La disputa por los recursos energéticos de Venezuela elevó la tensión internacional. Estados Unidos ejecutó una operación militar en el Atlántico Norte y el Caribe y tomó control de buques petroleros acusados de violar sanciones, entre ellos el Bella 1, de bandera rusa. La decisión abrió un nuevo frente de conflicto con Moscú y sumó presión sobre Pekín.
Donald Trump anunció que entre 30 y 50 millones de barriles de crudo venezolano llegarán a territorio estadounidense. Según explicó, Washington administrará los ingresos con el argumento de destinarlos “para supuestamente beneficiar al pueblo venezolano”. La Casa Blanca presentó la medida como parte de una estrategia para condicionar el futuro político del país caribeño.
En ese marco, el secretario de Estado Marco Rubio expuso un programa de tres etapas para Venezuela, definido como “estabilización, recuperación y transición”. El esquema puso el eje en el control directo de la industria petrolera y el endurecimiento de las sanciones económicas, con el objetivo de forzar cambios en la conducción del país.
Desde Caracas, la respuesta fue inmediata. La presidenta encargada Delcy Rodríguez cuestionó la incautación de los cargamentos y exigió que el petróleo retenido forme parte de cualquier negociación con Estados Unidos sobre la venta de crudo. El gobierno venezolano denunció una apropiación ilegítima de recursos estratégicos.

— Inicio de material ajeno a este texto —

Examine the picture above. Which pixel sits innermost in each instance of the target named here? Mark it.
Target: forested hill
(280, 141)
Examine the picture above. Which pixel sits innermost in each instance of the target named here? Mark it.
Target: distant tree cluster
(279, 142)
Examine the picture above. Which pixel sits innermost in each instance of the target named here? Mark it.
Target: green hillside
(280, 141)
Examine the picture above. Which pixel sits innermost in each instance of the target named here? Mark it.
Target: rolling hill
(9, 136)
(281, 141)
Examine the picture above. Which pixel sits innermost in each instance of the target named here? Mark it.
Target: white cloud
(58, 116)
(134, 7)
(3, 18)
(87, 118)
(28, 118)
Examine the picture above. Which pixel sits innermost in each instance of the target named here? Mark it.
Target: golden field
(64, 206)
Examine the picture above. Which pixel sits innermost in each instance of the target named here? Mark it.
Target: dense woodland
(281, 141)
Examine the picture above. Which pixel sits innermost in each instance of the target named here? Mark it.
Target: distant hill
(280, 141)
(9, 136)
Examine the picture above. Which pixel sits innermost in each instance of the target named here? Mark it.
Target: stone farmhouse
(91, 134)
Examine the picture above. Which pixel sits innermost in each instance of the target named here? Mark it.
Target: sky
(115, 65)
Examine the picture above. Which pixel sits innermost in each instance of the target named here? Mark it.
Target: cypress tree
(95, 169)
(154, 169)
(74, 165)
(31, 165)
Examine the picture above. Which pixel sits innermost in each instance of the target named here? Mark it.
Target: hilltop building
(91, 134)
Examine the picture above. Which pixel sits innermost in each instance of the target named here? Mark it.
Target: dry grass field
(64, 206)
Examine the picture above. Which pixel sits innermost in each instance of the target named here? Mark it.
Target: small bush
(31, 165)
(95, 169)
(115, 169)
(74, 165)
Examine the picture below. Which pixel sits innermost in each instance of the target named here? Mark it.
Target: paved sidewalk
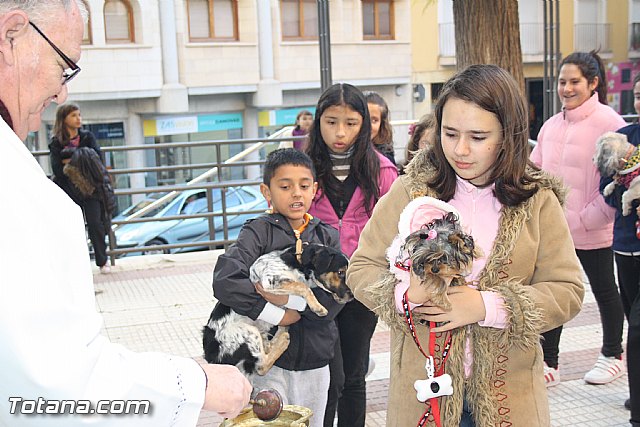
(161, 302)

La ofensiva estadounidense también tuvo impacto regional. Trump mantuvo un contacto directo con el presidente colombiano Gustavo Petro y lo invitó a una reunión en la Casa Blanca. El gesto buscó ordenar apoyos en América Latina en medio de un escenario cada vez más inestable.

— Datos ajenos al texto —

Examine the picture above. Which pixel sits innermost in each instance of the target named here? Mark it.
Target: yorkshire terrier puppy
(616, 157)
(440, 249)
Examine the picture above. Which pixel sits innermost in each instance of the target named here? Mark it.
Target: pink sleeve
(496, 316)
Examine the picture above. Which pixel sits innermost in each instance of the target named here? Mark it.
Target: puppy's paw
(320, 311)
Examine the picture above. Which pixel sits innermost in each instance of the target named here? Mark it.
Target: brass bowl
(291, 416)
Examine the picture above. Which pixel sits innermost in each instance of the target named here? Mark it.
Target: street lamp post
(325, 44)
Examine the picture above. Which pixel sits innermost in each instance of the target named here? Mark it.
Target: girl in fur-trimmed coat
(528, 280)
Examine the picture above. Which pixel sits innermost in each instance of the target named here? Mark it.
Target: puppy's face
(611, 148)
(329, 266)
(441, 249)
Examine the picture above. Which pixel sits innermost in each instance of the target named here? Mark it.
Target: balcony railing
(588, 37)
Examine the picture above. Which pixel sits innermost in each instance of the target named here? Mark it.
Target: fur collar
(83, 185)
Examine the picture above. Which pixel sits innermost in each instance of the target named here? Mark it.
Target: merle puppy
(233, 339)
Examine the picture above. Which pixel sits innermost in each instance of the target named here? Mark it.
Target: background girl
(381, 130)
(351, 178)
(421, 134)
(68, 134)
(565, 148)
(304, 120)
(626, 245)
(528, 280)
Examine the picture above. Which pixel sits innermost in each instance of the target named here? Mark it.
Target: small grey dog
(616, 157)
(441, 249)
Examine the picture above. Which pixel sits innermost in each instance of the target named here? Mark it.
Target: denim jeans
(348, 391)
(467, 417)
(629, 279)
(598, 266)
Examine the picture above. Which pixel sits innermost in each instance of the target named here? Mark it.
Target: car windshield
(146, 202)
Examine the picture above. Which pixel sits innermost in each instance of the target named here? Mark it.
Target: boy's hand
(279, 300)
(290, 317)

El conflicto con China sumó otro capítulo. Un informe del Financial Times reveló que hackers chinos accedieron a correos electrónicos utilizados por asesores de comités clave de la Cámara de Representantes. El grupo señalado fue Salt Typhoon, vinculado a operaciones de espionaje contra objetivos políticos y de seguridad.
Según el reporte, los atacantes ingresaron a sistemas usados por personal de las comisiones sobre China, Asuntos Exteriores, Inteligencia y Fuerzas Armadas. Las intrusiones se detectaron en diciembre y las autoridades aún evaluaron si también alcanzaron a legisladores electos.

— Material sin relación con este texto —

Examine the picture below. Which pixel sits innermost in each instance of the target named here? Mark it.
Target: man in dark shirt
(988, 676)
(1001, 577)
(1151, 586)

La reacción oficial de Pekín rechazó las acusaciones. El portavoz de la embajada china en Estados Unidos, Liu Pengyu, denunció “especulaciones y acusaciones infundadas”. En Washington, ni el FBI ni la Casa Blanca emitieron comentarios públicos.
Estados Unidos recordó antecedentes recientes. En noviembre pasado, el Sargento de Armas del Senado alertó sobre un “incidente cibernético” que afectó comunicaciones oficiales. Además, investigaciones previas ya vincularon a Salt Typhoon con tareas de espionaje contra funcionarios estadounidenses.
El avance de Washington sobre el petróleo venezolano y las denuncias de ciberespionaje consolidaron un escenario de confrontación directa con Rusia y China, con consecuencias que superaron el plano energético y reforzaron la disputa geopolítica global.